Ekrem İmamoğlu İle Binali Yıldırım’ın karşılaşacağı televizyon tartışması gündeme oturmuş durumda. 17 yıldır yapılmayan tartışmaya derbi, düello deyip heveslenenler de var, seçimin çoktan yapıldığını hatırlatıp bu hevesi sorgulayanlar da… Bana sorarsanız, ortada heveslenecek bir şey olmadığı gibi, İsmail Küçükkaya’nın dediği gibi “demokrasi şöleninden” söz etmek de abartılı… Medya dünyası, show sevenler ya da heyecan arayanlar […]

Ekrem İmamoğlu İle Binali Yıldırım’ın karşılaşacağı televizyon tartışması gündeme oturmuş durumda. 17 yıldır yapılmayan tartışmaya derbi, düello deyip heveslenenler de var, seçimin çoktan yapıldığını hatırlatıp bu hevesi sorgulayanlar da…

Bana sorarsanız, ortada heveslenecek bir şey olmadığı gibi, İsmail Küçükkaya’nın dediği gibi “demokrasi şöleninden” söz etmek de abartılı…

Medya dünyası, show sevenler ya da heyecan arayanlar için boks maçlarına dönüşen bu tartışmaların yeri büyük olabilir; ne kadar kıran kırana geçerse ekran başındakilerin daha heyecanlanacağına da kuşku yok. Ama anlamının ne olacağı soru işareti taşıyor. Hele görünüm ile retorikten, hınzırlık ile hazır cevaplıktan çok etkilenmiyor ve bu tartışmaların siyasete ve demokrasinin niteliğine ne kattığını düşünüyorsanız, heyecanlanmak zor.

23 haziran seçimleri ile İmamoğlu -Yıldırım tartışmasına gelince, bunun düşündürücü yanları daha da fazla.

Her şeyden önce, seçimin yenilenmesi kararının hukuksuzluğu ortada ve İmamoğlu’nun  konuşmalarında “bir dakika…” diyerek bunu hatırlattığını da biliyoruz. Buna dayalı olarak  da “seçilmiş başkan” sıfatını kullanmakta ki, yerden göğe haklı… Ancak, hem bu sıfata sahip çıkıp hem de ortada normal koşullarda yapılan bir seçim varmış gibi televizyon tartışmasına heveslenmesini anlamak kolay  olmuyor.

Bu nedenle, “tartışma yapılacaksa 31 mart seçimlerinden önce yapılmalıydı” demesi daha ilkeli ve tutarlı olurdu diye düşünüyorum.
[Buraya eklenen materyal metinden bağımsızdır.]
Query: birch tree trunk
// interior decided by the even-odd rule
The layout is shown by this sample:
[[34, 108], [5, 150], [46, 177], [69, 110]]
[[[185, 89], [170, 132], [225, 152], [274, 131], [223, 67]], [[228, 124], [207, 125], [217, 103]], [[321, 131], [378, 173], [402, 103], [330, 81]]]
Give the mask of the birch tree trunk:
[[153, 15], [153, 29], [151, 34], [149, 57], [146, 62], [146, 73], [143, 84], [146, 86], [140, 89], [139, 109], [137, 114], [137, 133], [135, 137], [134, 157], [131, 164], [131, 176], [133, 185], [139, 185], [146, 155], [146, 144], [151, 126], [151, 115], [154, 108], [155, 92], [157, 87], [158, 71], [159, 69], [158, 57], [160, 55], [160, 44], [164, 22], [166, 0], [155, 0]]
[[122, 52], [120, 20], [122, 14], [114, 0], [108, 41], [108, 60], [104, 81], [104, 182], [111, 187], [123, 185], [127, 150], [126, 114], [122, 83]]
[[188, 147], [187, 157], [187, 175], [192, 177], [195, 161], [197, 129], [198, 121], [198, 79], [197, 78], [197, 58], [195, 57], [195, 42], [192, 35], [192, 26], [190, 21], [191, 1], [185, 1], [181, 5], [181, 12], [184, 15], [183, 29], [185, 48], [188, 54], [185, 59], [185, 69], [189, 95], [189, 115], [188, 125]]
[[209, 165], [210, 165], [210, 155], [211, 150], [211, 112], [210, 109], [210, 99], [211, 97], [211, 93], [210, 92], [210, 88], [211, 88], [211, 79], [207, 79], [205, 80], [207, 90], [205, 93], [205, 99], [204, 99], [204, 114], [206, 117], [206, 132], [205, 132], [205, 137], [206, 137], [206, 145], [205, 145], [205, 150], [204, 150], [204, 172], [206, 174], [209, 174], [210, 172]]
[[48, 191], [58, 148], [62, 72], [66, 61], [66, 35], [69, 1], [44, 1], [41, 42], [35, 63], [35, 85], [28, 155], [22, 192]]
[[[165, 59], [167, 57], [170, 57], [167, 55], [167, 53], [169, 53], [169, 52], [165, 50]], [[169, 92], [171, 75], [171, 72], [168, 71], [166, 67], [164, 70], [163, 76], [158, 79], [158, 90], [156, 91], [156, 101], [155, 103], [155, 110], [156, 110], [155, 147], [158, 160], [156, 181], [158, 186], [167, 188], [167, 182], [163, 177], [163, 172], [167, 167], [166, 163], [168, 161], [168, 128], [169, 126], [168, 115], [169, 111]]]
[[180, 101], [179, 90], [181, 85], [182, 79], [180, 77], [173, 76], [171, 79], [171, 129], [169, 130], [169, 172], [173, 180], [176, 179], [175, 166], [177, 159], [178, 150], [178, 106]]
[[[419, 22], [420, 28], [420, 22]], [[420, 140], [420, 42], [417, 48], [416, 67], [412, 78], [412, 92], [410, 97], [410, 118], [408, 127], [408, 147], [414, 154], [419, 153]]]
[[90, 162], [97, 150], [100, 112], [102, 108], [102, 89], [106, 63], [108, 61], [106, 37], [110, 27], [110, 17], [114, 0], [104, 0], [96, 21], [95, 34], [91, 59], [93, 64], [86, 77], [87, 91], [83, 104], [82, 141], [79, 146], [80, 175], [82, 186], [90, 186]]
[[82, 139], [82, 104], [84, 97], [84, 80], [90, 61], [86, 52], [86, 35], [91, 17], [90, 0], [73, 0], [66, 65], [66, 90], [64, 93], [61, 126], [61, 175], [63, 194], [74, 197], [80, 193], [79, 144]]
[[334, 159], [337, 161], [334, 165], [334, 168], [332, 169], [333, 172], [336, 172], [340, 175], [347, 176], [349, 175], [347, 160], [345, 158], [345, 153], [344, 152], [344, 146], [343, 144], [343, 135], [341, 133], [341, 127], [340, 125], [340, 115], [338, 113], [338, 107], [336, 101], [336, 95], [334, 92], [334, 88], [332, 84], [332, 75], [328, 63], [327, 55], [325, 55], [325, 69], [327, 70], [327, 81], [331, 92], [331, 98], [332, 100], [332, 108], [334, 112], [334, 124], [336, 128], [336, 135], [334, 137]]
İmamoğlu ve ekibi ise farklı noktadalar. İmamoğlu’nun muhalefet kanadında umudu yükseltmesini ve alternatif olma başarısını büyük ölçüde kucaklayıcı, uzlaşmacı, barışık yanlarına bağladıkları bilinirken, canlılığı ve söylemleriyle bu tartışmada daha şanslı olduğunu düşündükleri de anlaşılıyor. Bu durumda ilkelerin rafa kalktığını anlıyoruz.

Neler sorulacağı, neler konuşulacağı bilinmiyor ama “tarafsız moderatörden”, esas olarak, İstanbul’un sorunları ve adayların önerilerinin konuşulması yönünde bir eğilim bekleniyor.

Ortada olağan bir yerel bir seçim olsa, doğrusu bu olabilirdi… Ancak karşımızda, bir yandan yerel seçimi Türkiye seçimine döndüren gerçekler var, öte yandan 23 haziran seçimlerinin hukuki, siyasal, ahlaki garabeti…  Bir yanda  İstanbul Büyükşehir belediyesinde ucundan da olsa oraya çıkan hukuksuzluklar ve vurgunlar söz konusu, öte yandan Büyükşehir Belediyesi çalışanlarının alışılmadık gösterisi!…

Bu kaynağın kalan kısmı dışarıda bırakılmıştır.